Immaginare un monastero, con un chiostro austero, silenzioso, accogliente ed elevato, dove passeggiano dei monaci, senza fretta e raccolti, diretti ad una cappella illuminata solo dalla luce filtrata da belle vetrate colorate. Per esternare l’amore traboccante dai loro cuori, abitati dalla grazia, si uniscono in una sola voce per rivolgersi a Dio. All’unisono, intonano inni e canti che riempirono il tempio sacro di melodie soavi e rappacificanti …
Il canto gregoriano è una forma di musica differente da qualsiasi altra che venga oggi eseguita in Occidente. Distinto dalla polifonia, esso è perfezione che viene raggiunta quando il risultato è un’unica voce. Il canto gregoriano è caratterizzato dal suo ritmo libero, che sembra fluttuare nell’aria, libero dal tempo, in movimento ascendente e discendente simile alle onde del mare. Gli otto modi del canto gregoriano trasmettono una gamma più sottile d’espressione, con un equilibrio perfetto, sembrando sempre evitare gli estremi emozionali drammatici.

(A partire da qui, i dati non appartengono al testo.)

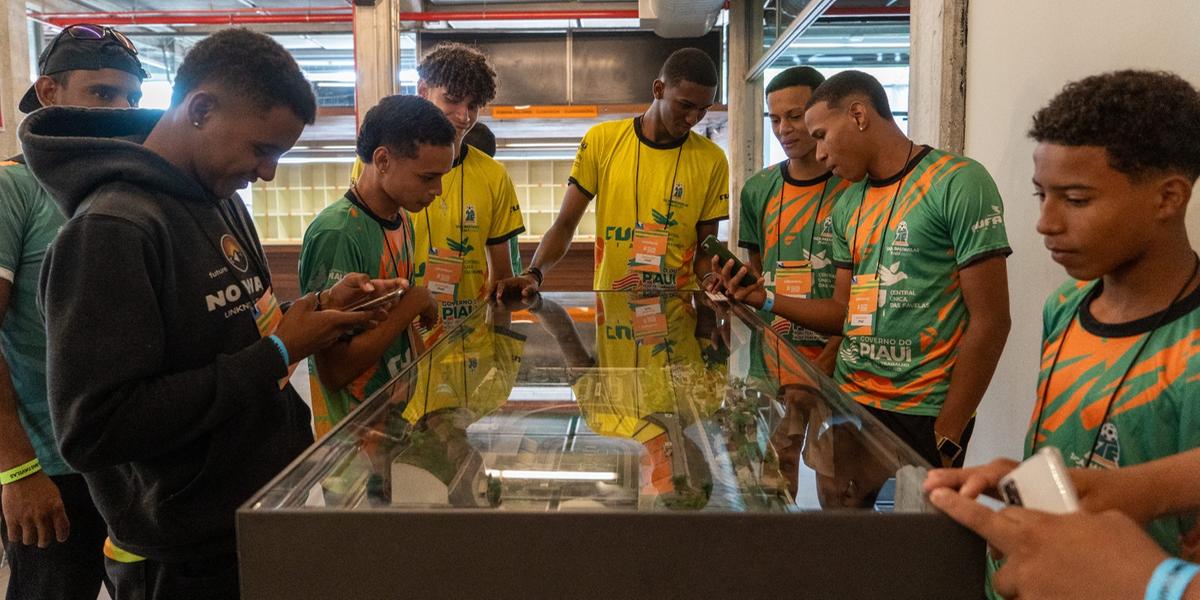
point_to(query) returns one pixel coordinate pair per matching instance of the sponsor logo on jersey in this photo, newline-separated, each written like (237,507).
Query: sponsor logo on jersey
(233,253)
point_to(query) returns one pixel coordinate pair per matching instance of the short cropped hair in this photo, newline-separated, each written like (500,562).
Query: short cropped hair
(402,124)
(1146,120)
(483,138)
(463,71)
(689,65)
(250,65)
(796,77)
(852,83)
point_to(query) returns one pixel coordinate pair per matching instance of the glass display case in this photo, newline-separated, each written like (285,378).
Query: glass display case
(606,445)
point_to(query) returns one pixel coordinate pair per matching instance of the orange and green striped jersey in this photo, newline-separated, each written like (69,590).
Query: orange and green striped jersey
(1156,412)
(346,238)
(785,220)
(915,232)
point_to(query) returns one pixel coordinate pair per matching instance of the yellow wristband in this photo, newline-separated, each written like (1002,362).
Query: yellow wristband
(22,472)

Se la persona si lascia condurre dalla sua armonia, è colpita dalla forza secolare di una forma di canto che porta con sé secoli di saggezza e riflette generazioni di talenti religiosi che hanno teso verso la perfezione delle loro melodie.
Uno dei più chiarificatori esempi del potere trasformatore di questo canto fu il modo in cui Papa Gregorio I, riuscì a smuovere le anime con più efficacia rispetto alle parole.
Durante i primi secoli del Cristianesimo i Padri della Chiesa videro nella musica un anello tra il mondo dei sensi e quello dello spirito che avrebbe potuto aiutare l’uomo nel processo di trascendenza spirituale.
La prospettiva medievale della musica è anche dimostrata da Boezio: “la musica è in tal forma parte della nostra natura che noi non possiamo farne a meno, anche se lo vogliamo”.
Parte dell’efficacia della musica nella conquista dell’accesso all’anima è stata attribuita alla sua innata qualità di piacere, oltre che ad essere importanti strumenti didattici di dottrina.
È curioso che il canto sacro sia fiorito e abbia acquisito la sua forma più perfetta in un ambiente dove, per favorire la contemplazione, i monaci avrebbero dovuto essere zelanti nel mantenere sempre il silenzio. Il canto, che riempieva la maggior parte delle ore di veglia, evidentemente non rompeva il silenzio interiore dei monaci, ma era consolante con lui e, di fatto, un suo frutto.
In momenti fugaci, la linea melodica del canto sembra addirittura interrompere la dimensione verbale e prendere in puro jubilus, un’espressione musicale di una gioia che va oltre le parole, che tipicamente orna una parola come Alleluia.